Parce que la Grande Histoire n'a pas retenu ou si peu son nom, parce que notre village est trop petit,
parce  que lors des bombardements d'Arras en 1917 les archives communales déposées au Palais St Vaast y brûlèrent ...

Alors voici les histoires de Villers réelles ou légendaires.

La Préhistoire Notre contrée fut habitée de tout temps, les pierres d'Acq témoignent de la présence celtique.  Couvert de bois, le territoire de la Commune n'était pas très hospitalier bien que plus à l'abri de l'humidité que les marais voisins de la Deûle et de la Scarpe.

Les Gaulois Un fermier de la Commune a découvert en 1976 des restes de poterie datée du 1er siècle attestant d'une occupation dès le début de notre ère.  On pense aujourd'hui que les gaulois installés dans nos contrées, avaient déjà construit les routes que nous appelons Chaussée Brunehaut et.. .Grand'rue;  sur ces routes rectilignes, que seules les rampes ardues comme à Villers déformaient, la progression des troupes de César fut facile. Les huttes de Gaulois brûlèrent...

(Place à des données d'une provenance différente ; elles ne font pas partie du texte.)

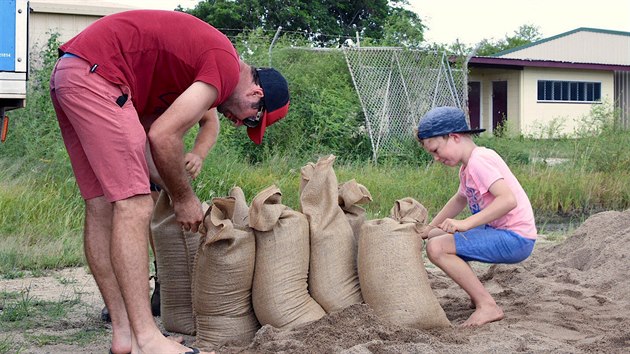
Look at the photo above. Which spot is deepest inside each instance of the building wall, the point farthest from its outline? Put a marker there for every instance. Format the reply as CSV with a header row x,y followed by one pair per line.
x,y
538,118
514,89
64,17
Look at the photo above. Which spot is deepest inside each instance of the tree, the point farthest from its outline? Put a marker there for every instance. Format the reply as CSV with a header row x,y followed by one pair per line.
x,y
525,34
324,22
403,27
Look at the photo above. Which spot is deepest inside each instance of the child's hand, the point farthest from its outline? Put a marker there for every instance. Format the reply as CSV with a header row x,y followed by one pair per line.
x,y
193,164
451,226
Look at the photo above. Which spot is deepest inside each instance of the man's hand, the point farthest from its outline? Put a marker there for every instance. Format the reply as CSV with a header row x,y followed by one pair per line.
x,y
189,213
452,225
193,163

Les Gallo-romains la Pax Romania établie, on peut assurer qu'une Villa romaine s'implanta sur le site actuel de l'Eglise, à une lieue de la chaussée Brunehaut, sur un promontoire dominant la zone de culture comme de coutume alors.                Il n'en subsiste rien de connu si ce n'est le nom de Villare qui vient de hameau, ferme

Au VI siècle La Gaule des Francs est partagée en trois royaumes Sigebert est roi de l'un d'eux l'Austrasie, son épouse se nomme Brunehaut. Elle voue une haine féroce à Frédégonde,mère de Clothaire II roi de Neustrie, notre royaume d'alors. Suivant l'une ou l'autre des légendes, elle aurait réaménagées les chaussées romaines ou capturée par Clothaire aurait été trainée, attachée à la queue d'un cheval par les cheveux sur la chaussée...Brunehaut ( D 341 )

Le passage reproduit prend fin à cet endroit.